In a new study, researchers found that some antivirals can not only help sick people get better but can also prevent hundreds of thousands of virus cases if people get them in the early stages of infection.
The research was conducted by a team at UT Austin and elsewhere.
The study focused on influenza but also has implications for the coronavirus that causes COVID-19.
By modeling the impact of a pair of leading flu drugs, the team found significant differences in effects between oseltamivir, an older antiviral treatment for flu that patients know by the name Tamiflu, and a newer one, baloxavir, sold under the brand name Xofluza.
The researchers found that the newer treatment—by effectively and rapidly stopping virus replication—dramatically reduced the length of time that an infected person is contagious and, therefore, better limited the spread of flu.

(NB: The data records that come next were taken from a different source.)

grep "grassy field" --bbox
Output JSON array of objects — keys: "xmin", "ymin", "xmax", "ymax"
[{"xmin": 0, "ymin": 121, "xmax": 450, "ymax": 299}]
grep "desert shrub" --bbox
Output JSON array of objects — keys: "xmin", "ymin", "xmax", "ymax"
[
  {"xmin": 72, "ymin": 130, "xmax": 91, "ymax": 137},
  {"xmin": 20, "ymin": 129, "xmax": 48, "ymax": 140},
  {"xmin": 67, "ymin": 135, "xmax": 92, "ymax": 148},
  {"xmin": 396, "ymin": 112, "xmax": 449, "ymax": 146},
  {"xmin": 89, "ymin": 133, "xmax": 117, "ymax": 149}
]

The team says treating even 10% of infected patients with baloxavir shortly after the onset of their symptoms can indirectly prevent millions of infections and save thousands of lives during a typical influenza season.

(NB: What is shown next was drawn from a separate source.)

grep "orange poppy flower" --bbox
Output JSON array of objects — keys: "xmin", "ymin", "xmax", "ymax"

The researchers concluded that having a similarly effective antiviral treatment for the coronavirus would help to prevent thousands of infections and deaths.
Creating such an antiviral would take time and new strategies in public health planning, but the benefits for patients, communities, and health care settings could be profound.

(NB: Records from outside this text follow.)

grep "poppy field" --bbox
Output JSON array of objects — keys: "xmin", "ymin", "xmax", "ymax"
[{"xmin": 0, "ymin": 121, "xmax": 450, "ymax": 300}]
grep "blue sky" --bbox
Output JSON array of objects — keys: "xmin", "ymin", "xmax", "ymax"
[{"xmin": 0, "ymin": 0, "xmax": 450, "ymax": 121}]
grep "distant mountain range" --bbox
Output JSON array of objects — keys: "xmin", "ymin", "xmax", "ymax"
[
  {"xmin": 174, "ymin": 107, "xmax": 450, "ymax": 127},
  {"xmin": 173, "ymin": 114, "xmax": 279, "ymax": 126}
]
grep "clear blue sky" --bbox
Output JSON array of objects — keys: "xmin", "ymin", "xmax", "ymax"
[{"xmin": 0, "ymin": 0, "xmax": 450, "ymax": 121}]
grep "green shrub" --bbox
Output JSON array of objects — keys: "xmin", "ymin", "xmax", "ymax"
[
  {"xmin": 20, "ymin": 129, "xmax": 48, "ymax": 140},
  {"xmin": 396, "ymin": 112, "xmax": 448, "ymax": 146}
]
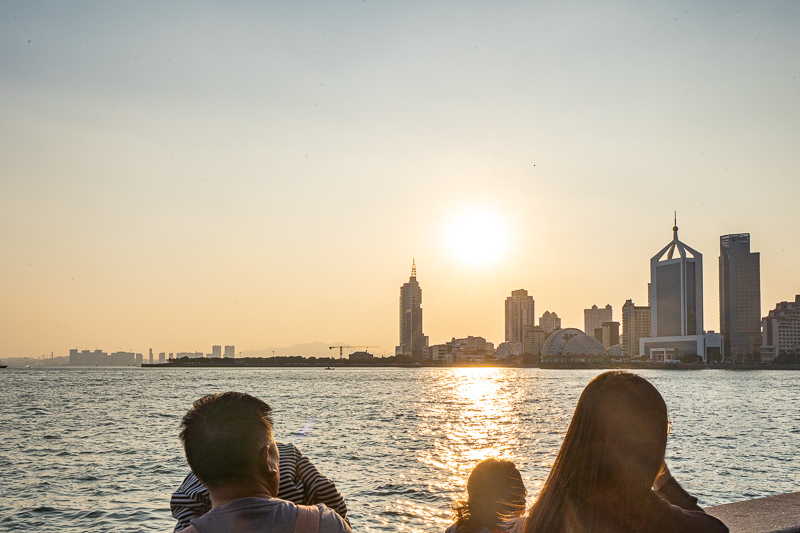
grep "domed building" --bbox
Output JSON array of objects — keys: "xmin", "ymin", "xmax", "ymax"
[
  {"xmin": 542, "ymin": 328, "xmax": 606, "ymax": 357},
  {"xmin": 606, "ymin": 344, "xmax": 622, "ymax": 359}
]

The team says if a drug quashes viral load within a day and thus radically shortens the contagious period, then researchers could isolate COVID-19 cases pharmaceutically rather than physically and disrupt chains of transmission.
To date, most COVID-19 drug research efforts have prioritized existing antivirals that can be deployed quickly to treat the most seriously ill patients coping with life-threatening symptoms.
The scientists acknowledge it would represent a shift to develop a new antiviral for the coronavirus, to be used early in infection with the aim of curtailing viral replication, just as baloxavir does for flu.
The lead author of the study is Robert Krug, a professor emeritus of molecular biosciences.
The study is published in Nature Communications.